Following the threads and detours signalled by research, objects and testimony, Cassidy makes a case for the value of ‘collected memory’ against the tide of settlement and silence. Inspired by the methods of Natalie Harkin’s archival poetics and Katrina Schlunke’s Bluff Rock: Autobiography of a Massacre, Cassidy’s Monument considers how non-Indigenous Australians might absorb First Nations truth-telling; and what this means for acts of speech, and writing. Should our memories serve the living or the dead, the past or the present? Why do we need new monuments in Australia, and where should we expect to find them?
Have you ever felt lost in your family history? Have you ever trawled deep into your complicated and often fraught past, finding stories that bewilder and fascinate in equal parts?
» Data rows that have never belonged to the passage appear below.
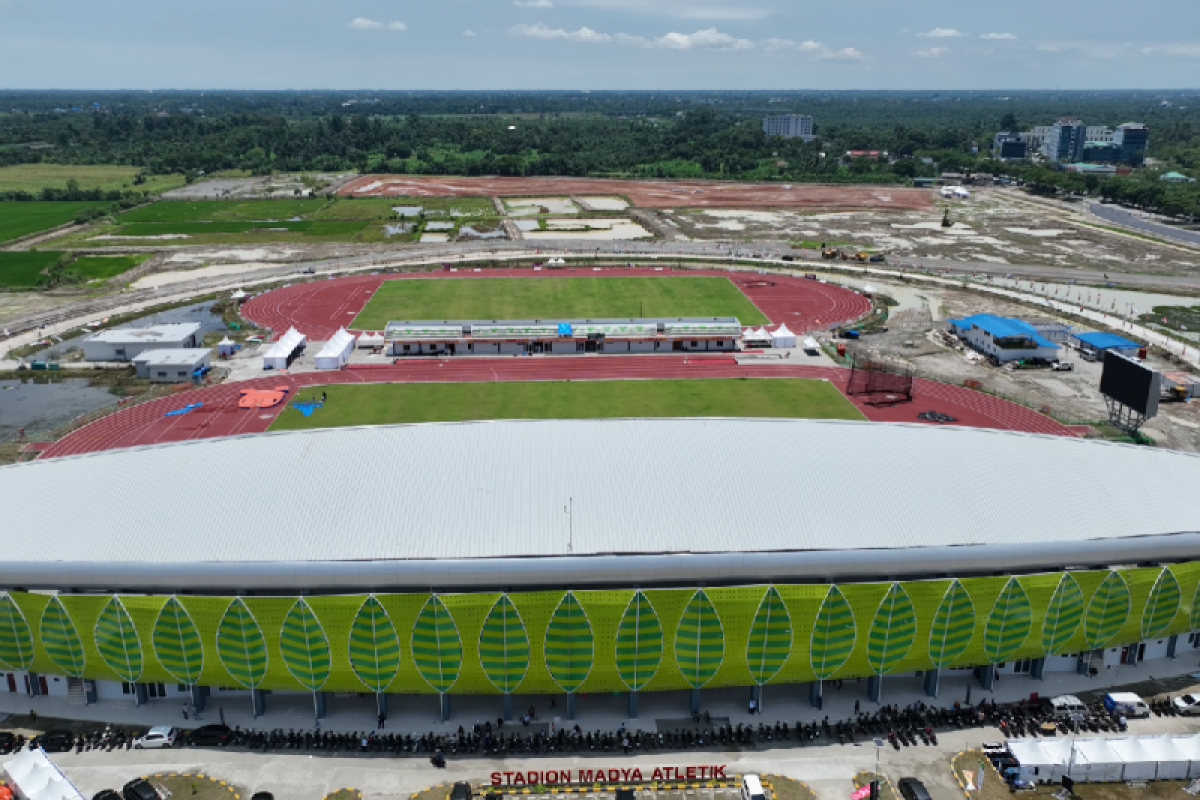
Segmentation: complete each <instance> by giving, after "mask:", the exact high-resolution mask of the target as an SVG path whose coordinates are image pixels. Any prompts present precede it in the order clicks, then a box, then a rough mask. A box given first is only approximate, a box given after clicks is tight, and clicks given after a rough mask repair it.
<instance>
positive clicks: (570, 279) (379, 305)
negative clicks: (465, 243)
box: [353, 277, 769, 330]
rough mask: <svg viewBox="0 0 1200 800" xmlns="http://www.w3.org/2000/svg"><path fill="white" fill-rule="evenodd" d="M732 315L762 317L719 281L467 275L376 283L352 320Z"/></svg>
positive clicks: (760, 312)
mask: <svg viewBox="0 0 1200 800" xmlns="http://www.w3.org/2000/svg"><path fill="white" fill-rule="evenodd" d="M606 317H612V318H620V317H737V318H738V319H739V320H740V321H742V324H743V325H762V324H764V323H768V321H769V320H768V319H767V318H766V317H763V315H762V312H760V311H758V309H757V308H756V307H755V305H754V303H752V302H750V300H749V299H748V297H746V296H745V295H744V294H742V291H739V290H738V288H737V287H734V285H733V284H732V283H731V282H730V281H728V279H727V278H716V277H655V278H649V277H643V278H559V277H556V278H469V279H458V281H384V282H383V285H380V287H379V289H378V290H377V291H376V293H374V295H372V297H371V300H368V301H367V305H366V307H364V308H362V311H361V312H360V313H359V315H358V317H356V318H355V319H354V323H353V326H354V327H356V329H359V330H378V329H383V327H384V326H385V325H386V324H388V323H389V321H390V320H403V319H556V318H563V319H600V318H606Z"/></svg>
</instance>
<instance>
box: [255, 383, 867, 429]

In many ways, Bonny Cassidy’s Monument is that experience in a book: a long night in the archives, captured with a poet’s sensibility. But it’s also more than that – not just a family history, but also an interrogation of the process of remembering itself, framed by a nation where so much has been deliberately, wilfully forgotten. Cassidy dances along the threads of her ancestry, from Tasmania to Ballarat and back again, studying the margins as much as she does the records themselves. Throughout, she is driven by the question of monuments and the other ways a settler society fills the gaps of a collective memory.
Coming on the heels of David Marr’s own monument of family history, Killing for Country, comparisons are inevitable. Yet, despite their surface similarities, Monument feels unique, animated by a lyrical, ephemeral style that is capable of drifting between present and past, and between poetry and prose. On a conceptual line drawn between memory and history, Cassidy’s approach falls squarely on the side of memory, finding her ancestors in that blurry space where time blends together and the senses come to life. Each individual becomes a piece of the larger story of the slow formation of ‘Australia’ as a nation, but Cassidy never loses sight of what that nation erased. After all, remembering goes hand in hand with forgetting: ‘the hardening of millions of soft denials into unknowing’, as Cassidy eloquently observes.
Wielding a fragmented perspective that refuses to be tied down to a single voice or style, Monument is a book engaged in profound and weighty concepts that demand your attention. Its ambition might occasionally lose you, but Cassidy’s talent and craft will invariably find you again.